The majority concludes otherwise. It concludes that, in under five seconds, defendant understood that he was free to leave, planned to leave, had enough time to leave, but then, “for whatever reason, he paused and remained at the same location.” 154 Or App at 82. At that point, the stop concluded. Because an officer is free to engage in conversation a person who decides not to leave the scene of a stop after it concludes, see State v. Hester, 153 Or App 247, 956 P2d 1052 (1998),1 the majority concludes that Hess’ question did not unlawfully extend the traffic stop in violation of ORS 810.410.

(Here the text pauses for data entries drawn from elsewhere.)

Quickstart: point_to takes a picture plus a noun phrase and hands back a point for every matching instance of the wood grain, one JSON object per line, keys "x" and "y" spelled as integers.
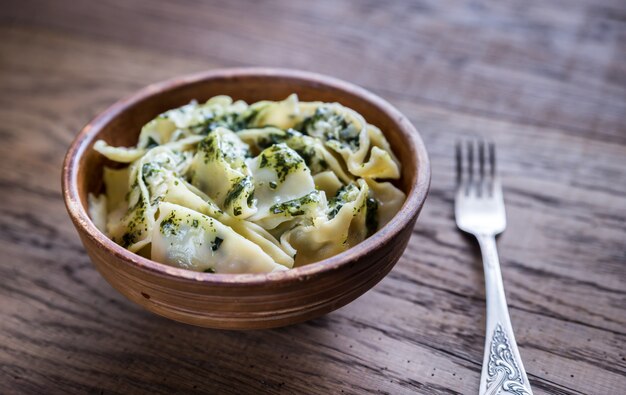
{"x": 545, "y": 80}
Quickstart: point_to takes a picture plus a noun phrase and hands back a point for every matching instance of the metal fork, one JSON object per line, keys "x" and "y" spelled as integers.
{"x": 479, "y": 210}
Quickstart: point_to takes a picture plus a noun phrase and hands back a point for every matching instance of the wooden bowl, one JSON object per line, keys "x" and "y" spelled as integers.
{"x": 243, "y": 301}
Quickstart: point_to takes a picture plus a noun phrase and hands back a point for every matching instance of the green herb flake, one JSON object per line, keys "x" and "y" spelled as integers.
{"x": 216, "y": 243}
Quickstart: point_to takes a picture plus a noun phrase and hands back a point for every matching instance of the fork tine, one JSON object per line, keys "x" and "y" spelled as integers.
{"x": 470, "y": 161}
{"x": 492, "y": 158}
{"x": 459, "y": 164}
{"x": 481, "y": 156}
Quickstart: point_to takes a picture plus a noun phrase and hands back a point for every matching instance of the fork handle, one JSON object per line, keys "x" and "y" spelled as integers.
{"x": 502, "y": 371}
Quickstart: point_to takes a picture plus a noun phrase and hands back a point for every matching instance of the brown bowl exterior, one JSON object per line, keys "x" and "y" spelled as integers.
{"x": 244, "y": 301}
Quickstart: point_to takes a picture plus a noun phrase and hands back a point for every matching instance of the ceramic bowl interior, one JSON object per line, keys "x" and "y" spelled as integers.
{"x": 243, "y": 301}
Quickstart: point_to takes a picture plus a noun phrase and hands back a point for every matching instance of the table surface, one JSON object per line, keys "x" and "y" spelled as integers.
{"x": 545, "y": 80}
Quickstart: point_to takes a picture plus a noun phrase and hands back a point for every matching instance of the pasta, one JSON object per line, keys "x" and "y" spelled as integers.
{"x": 227, "y": 187}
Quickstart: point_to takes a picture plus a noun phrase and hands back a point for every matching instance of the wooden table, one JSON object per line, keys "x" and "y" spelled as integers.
{"x": 545, "y": 80}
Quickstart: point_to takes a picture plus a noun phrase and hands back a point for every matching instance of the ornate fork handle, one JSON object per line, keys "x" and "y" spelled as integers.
{"x": 502, "y": 371}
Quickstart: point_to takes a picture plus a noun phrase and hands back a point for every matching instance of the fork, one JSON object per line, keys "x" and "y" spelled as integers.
{"x": 479, "y": 210}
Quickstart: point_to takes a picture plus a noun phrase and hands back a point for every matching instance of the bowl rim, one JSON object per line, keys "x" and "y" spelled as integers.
{"x": 412, "y": 205}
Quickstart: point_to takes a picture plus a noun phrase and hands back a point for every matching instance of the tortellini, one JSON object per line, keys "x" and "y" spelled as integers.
{"x": 227, "y": 187}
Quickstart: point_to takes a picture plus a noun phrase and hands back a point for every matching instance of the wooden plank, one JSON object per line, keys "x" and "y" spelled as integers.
{"x": 525, "y": 61}
{"x": 63, "y": 329}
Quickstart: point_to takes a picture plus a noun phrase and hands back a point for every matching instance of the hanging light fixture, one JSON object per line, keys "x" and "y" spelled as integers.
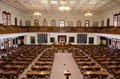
{"x": 64, "y": 7}
{"x": 37, "y": 13}
{"x": 88, "y": 14}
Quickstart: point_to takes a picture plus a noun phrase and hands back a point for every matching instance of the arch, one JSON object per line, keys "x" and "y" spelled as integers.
{"x": 87, "y": 23}
{"x": 79, "y": 23}
{"x": 108, "y": 22}
{"x": 53, "y": 23}
{"x": 44, "y": 22}
{"x": 36, "y": 22}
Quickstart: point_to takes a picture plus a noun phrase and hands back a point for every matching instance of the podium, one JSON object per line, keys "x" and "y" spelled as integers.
{"x": 67, "y": 73}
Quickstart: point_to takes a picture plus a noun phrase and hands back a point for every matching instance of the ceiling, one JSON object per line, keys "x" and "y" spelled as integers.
{"x": 51, "y": 6}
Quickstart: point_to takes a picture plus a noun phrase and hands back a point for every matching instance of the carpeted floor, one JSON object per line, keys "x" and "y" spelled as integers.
{"x": 62, "y": 62}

The majority’s conclusion defies common sense. The act of not riding a bicycle away from an officer five seconds *88after the completion of a stop simply cannot, reasonably, convey the message that the stopped person has chosen not to exercise her right to depart the scene. Requiring a bicyclist to react so quickly to the statement, “you are free to go,” requires that the person act with amazing alacrity in order to avoid being confronted with a request that, essentially, seeks to continue the stop. In this case, the record is clear that if defendant had been given an objectively reasonable opportunity to leave the scene, he would have ridden away on his bicycle and Hess would not have been able to speak to him again without stopping him. To prevent that from occurring, Hess interrupted defendant’s departure by asking defendant “if he had any drugs on him.” Because defendant did not have an objectively reasonable opportunity to leave the scene between the two encounters, the traffic stop had not ended when Hess made his second inquiry. That inquiry unlawfully exceeded the scope of the traffic stop. Accordingly, any evidence discovered as a result of that inquiry should be suppressed.2

I dissent.

In Hester, after being told that she was free to leave, the defendant decided to stay at the scene to wait for her friend, who had asked the officer to help her look for something she had lost in the bushes along the road. After a while, the officer and the defendant’s friend stopped looking for the property. Again, the officer told defendant and the people she was with that they were free to leave. However, as they began to drive away, the officer walked back to the passenger side of the car and asked the defendant if he could talk to her for a minute. She agreed. The officer asked her if he could search for drugs. Eventually, he discovered a controlled substance in her purse. We concluded that the stop had concluded before the officer asked the defendant if he could search her, because the defendant had had an objectively reasonable opportunity to leave the scene when the officer and the defendant’s friend were looking for the property in the bushes along the road. As a result, although the defendant did not actually leave the scene, we concluded that the officer did not violate ORS 810.410(3)(b) when he asked the defendant if he could search her for drugs.

Because the judgment in this case was entered on March 29,1996, Senate Bill 936 does not apply to this case. See State v. Meyers, 153 Or App 551, 560, 958 P2d 187 (1998) (SB 936 applies only “to criminal trials pending on or after December 5, 1996, not to criminal appeals.”).